Vimal Kapur (born 1965) is an Indian-American business executive and CEO of the American multinational conglomerate Honeywell as of June 2023.

==Early life==
Vimal Kapur was born in India in 1965. He attended the Thapar Institute of Engineering in Patiala and graduated as an electronics engineer with a specialization in instrumentation in 1986.

==Career==
Kapur began his career at a Honeywell JV in 1989. He worked his way through the company and was eventually named Managing Director of Honeywell Automation India Ltd. (HAIL) in 2006. He held that position for four years. Then, in 2010, he became VP of Global Marketing and Strategy for Honeywell Process Solutions, and VP and General Manager of Honeywell Process Solutions Advanced Solutions.
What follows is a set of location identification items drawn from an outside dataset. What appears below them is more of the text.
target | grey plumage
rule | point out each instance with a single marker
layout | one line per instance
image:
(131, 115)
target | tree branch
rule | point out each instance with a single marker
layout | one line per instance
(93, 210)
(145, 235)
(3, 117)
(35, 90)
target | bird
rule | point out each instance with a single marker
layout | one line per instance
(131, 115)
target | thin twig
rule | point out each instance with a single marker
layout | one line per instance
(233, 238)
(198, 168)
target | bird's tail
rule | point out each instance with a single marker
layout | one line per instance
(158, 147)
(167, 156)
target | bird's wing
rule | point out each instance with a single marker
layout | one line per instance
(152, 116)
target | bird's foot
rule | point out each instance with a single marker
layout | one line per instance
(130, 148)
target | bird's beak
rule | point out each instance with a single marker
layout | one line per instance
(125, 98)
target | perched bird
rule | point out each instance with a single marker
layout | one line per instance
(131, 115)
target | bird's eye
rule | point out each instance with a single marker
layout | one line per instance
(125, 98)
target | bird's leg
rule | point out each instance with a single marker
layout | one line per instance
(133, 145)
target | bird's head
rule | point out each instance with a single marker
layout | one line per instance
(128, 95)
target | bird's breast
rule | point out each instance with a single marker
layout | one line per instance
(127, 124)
In 2014, Kapur was named President of Honeywell Process Solutions (HPS), where he steered the company through the oil and gas downturn. He held that position until 2018, when he was promoted to President and CEO of Honeywell Building Technologies (HBT) in Atlanta, Georgia.
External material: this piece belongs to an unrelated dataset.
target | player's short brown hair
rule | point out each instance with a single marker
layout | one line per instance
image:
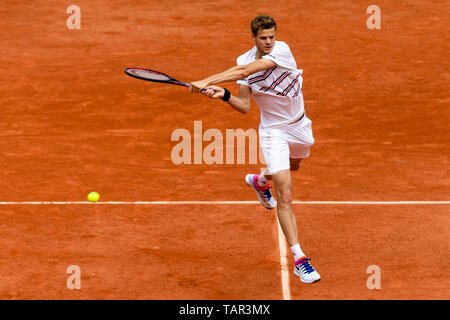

In 2021, Kapur moved to Houston, Texas and took on the role of President and CEO of Honeywell Performance Materials & Technologies (PMT).

In July 2022, Kapur was named as president and chief operating officer (COO) of Honeywell.

In March 2023, Honeywell announced that Kapur had been appointed to the board of directors, and that he would replace Darius Adamczyk as CEO of the company effective June 1, 2023.